6.  An average average (2 abbrev.)

7.  What the basketball game needs when St. John’s ends the second half 68-68. (1 word, 1 abbrev.)

8.  What the Rangers do when the hit their playing surface. (2 words)

9.  Anti-DiMaggio hitting futility? (2 words)

10.  …and what the letter on the top of the pyramid stands for. (3 words, first word”a”)


Answers to Puzzle #28 Brainteaser New York A to Z: Famous New Yorkers

December 22, 2009

I’m a day late on this one, due to the holiday crunch (which only confirms to me that the decision to take the holidays off is a good one!).  Anyway, this week’s puzzle challenged you to go through the alphabet by naming celebrated New Yorkers.  The challenge was to use up all the letters in the alphabet in as few names and/or letters as possible.  Here’s my  shortest list:

Humphrey Bogart – Famed Movie Star was born in NYC on Christmas Day (so it even keeps with the holidays)

Liz Smith – New York Gossip Columnist

Robin Quivers – Howard Stern’s Sidekick Extraordinaire

Jack Gilford – Very Funny Character Actor Who Befell the McCarthy Blacklist

Max Weinberg – Bandleader for Conan O’Brien

That is five names totaling 56 letters.  If you can do better than that, drop a comment to this post.

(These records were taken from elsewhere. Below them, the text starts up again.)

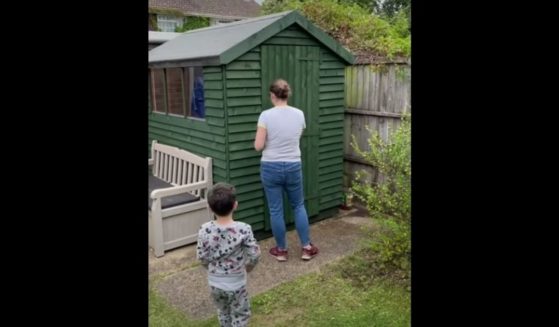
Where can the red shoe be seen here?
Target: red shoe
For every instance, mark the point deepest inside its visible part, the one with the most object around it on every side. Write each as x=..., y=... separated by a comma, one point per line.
x=308, y=254
x=280, y=255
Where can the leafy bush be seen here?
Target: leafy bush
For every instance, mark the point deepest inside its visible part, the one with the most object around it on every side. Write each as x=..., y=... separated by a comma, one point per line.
x=389, y=199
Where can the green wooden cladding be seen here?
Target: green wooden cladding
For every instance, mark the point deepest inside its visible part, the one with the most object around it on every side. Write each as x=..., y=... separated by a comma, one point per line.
x=236, y=94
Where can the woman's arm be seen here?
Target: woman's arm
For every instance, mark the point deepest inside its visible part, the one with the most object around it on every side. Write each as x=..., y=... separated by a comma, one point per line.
x=260, y=139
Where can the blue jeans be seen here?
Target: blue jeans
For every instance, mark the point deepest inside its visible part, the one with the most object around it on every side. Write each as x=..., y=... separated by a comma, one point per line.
x=276, y=178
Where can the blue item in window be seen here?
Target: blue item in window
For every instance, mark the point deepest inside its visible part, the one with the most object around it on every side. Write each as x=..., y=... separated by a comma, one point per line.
x=198, y=98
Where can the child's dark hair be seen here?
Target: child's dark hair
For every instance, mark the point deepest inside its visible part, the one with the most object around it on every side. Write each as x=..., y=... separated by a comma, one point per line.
x=280, y=89
x=221, y=198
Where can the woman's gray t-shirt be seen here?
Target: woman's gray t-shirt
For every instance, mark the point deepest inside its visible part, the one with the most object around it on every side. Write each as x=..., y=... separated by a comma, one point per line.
x=284, y=126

Puzzle# 28 Brainteaser NYC A to Z: Famous New Yorkers

December 18, 2009

This week we have a brainteaser:  Using the names of famous new Yorkers, can you use every letter in the alphabet in as few letters as possible?  I have been able to go through the alphabet in five names that total 56 letters amongst them.  Can you do it in 55 letters or less?  If you can do it in less than five names, all the better.  Anyone should feel free to use the comments section of this post for better solutions.  For this puzzle, the term Famous New Yorker will be anyone well-known who was either born in the Big Apple or made their mark here.  I’ll post my list Monday.  Happy Puzzling!

Da Year Dat Wuz

December 15, 2009

If I had come into this puzzle blog with the idea that I was going to do a year-end puzzle, I would have paid more attention to what the hell happened this year.  I found it funny that after seven or eight things that popped directly into my head to use for this puzzle, I really had to think about major events that occurred within or with the help of New Yorkersto expand the list.  After a bit of Googling, I was able to flesh out the list nicely, but I am now positive that reporters that know that they will be doing ye olde year in review column save stories in a file throughout the year and bust it out come Yuletime.

Some other random observations, puzzlewise.  I really tried to get the Mets into the puzzle, but it just wasn’t to be.  The disastrous season was just like a summer long slow motion train wreck and there was just too many people getting hurt and/or playing poorly that I could not come up with one thing for a clue.  The only thing I was toying to use for the Mets was Ct Fld for Citi Field (the other brand spanking new ballpark that opened this year) but how could I leave out Chesley “Sully” Sullenburger? 

Sully landing the plane in the Hudson was the first thing that came into my head when I conceptualized the puzzle, and even though his name is easy to work out without the vowels in it, he just had to make the list.  The man landed a freaking plane in the freaking Hudson River and the worst thing that happened to the passengers was that they got a little wet.  Sorry Metsees, maybe you should’ve hired Mr. Sullenburger as manager to see if he could’ve prevented two disasters in 2009.

Lastly, a couple of thoughts on what did and didn’t make my list.  On the “made it” side of the ledger included some good brainteasers.  Hideki Matsui and Lady Gaga were particularly challenging to figure out without vowels.  Others like Meb Keflezighi and George Stephanopoulos where just awesome bunches of letters that I just had to include.  On the other hand, I wanted to include Bll llt for the Tony award-winning musical Billy Elliot, but I just couldn’t leave out Bernie Madoff.  Billy was a good story, but Bernie is pretty much a symbol for our times.  The last two things that didn’t make the cut were anything that could have worked for the puzzle that began with Q or Z.  I liked the clean feel of trying to get on person/thing event per consonant, but I came up two short.  If anyone remembers something Q or Z from 2009 drop it in the comments field.